While I would have loved a dub for this series since it would give the actors a chance to really invest in the show themselves, and to do some really fun stuff, it’s no surprise that a long show like this isn’t getting one. That said, it’s something that shouldn’t keep people from checking it out. Space Brothers is a fantastic show that does some great character work and really brings what they’re doing here to life, both in what the applicants go through and the importance of the larger mission itself and all that it entails. This opening installment of episodes covers an impressive amount of ground in establishing the basics and putting Mutta on the course he’s on. There’s a lot to like with what it does here and it’s a series that I think largely holds up throughout, making it an engaging experience all around and this release brings it to life in a very good way.

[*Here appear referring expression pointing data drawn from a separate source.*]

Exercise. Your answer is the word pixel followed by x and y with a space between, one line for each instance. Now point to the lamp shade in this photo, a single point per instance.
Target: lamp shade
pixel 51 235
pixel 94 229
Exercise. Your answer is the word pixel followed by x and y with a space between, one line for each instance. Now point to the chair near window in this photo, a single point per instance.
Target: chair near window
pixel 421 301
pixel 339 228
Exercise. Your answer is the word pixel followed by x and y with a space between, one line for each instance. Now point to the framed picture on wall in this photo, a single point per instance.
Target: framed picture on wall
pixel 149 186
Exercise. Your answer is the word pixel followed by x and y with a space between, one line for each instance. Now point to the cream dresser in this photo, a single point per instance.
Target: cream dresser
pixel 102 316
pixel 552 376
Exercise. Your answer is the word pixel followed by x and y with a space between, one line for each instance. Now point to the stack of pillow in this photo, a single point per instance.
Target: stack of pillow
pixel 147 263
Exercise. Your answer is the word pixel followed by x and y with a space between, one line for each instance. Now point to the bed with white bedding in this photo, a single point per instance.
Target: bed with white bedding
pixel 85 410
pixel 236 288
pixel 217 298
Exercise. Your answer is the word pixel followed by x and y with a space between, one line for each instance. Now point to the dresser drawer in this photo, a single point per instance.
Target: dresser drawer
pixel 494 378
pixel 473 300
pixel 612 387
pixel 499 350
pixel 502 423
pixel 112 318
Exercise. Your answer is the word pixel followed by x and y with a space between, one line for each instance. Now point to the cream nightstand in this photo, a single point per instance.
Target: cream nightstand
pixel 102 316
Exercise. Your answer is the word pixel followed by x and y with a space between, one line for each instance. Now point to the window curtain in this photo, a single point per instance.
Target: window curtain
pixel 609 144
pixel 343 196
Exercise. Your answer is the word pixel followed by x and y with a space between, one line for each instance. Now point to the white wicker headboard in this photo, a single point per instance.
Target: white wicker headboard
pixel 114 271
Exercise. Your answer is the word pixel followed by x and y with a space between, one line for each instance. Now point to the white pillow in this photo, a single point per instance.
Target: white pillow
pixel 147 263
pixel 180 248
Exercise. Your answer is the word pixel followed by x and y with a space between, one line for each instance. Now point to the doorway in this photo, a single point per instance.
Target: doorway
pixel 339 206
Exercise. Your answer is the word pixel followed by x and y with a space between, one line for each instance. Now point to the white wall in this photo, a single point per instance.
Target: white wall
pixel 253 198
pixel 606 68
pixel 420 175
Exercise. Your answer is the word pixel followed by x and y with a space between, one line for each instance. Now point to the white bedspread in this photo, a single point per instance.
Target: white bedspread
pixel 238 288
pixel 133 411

Japanese DTS-HD MA 2.0 LAnguage, English Subtitles, Clean Opening, Clean Closing
Content Grade: A-
Audio Grade: B+
Video Grade: A-
Packaging Grade: B
Menu Grade: B
Extras Grade: B-
Released By: Sentai Filmworks
Release Date: February 24th, 2015
Running Time: 325 Minutes
Video Encoding: 1080p AVC
Aspect Ratio: 1.78:1 Widescreen
Sony KDL70R550A 70″ LED 1080P HDTV, Sony PlayStation3 Blu-ray player via HDMI set to 1080p, Onkyo TX-SR605 Receiver and Panasonic SB-TP20S Multi-Channel Speaker System With 100-Watt Subwoofer.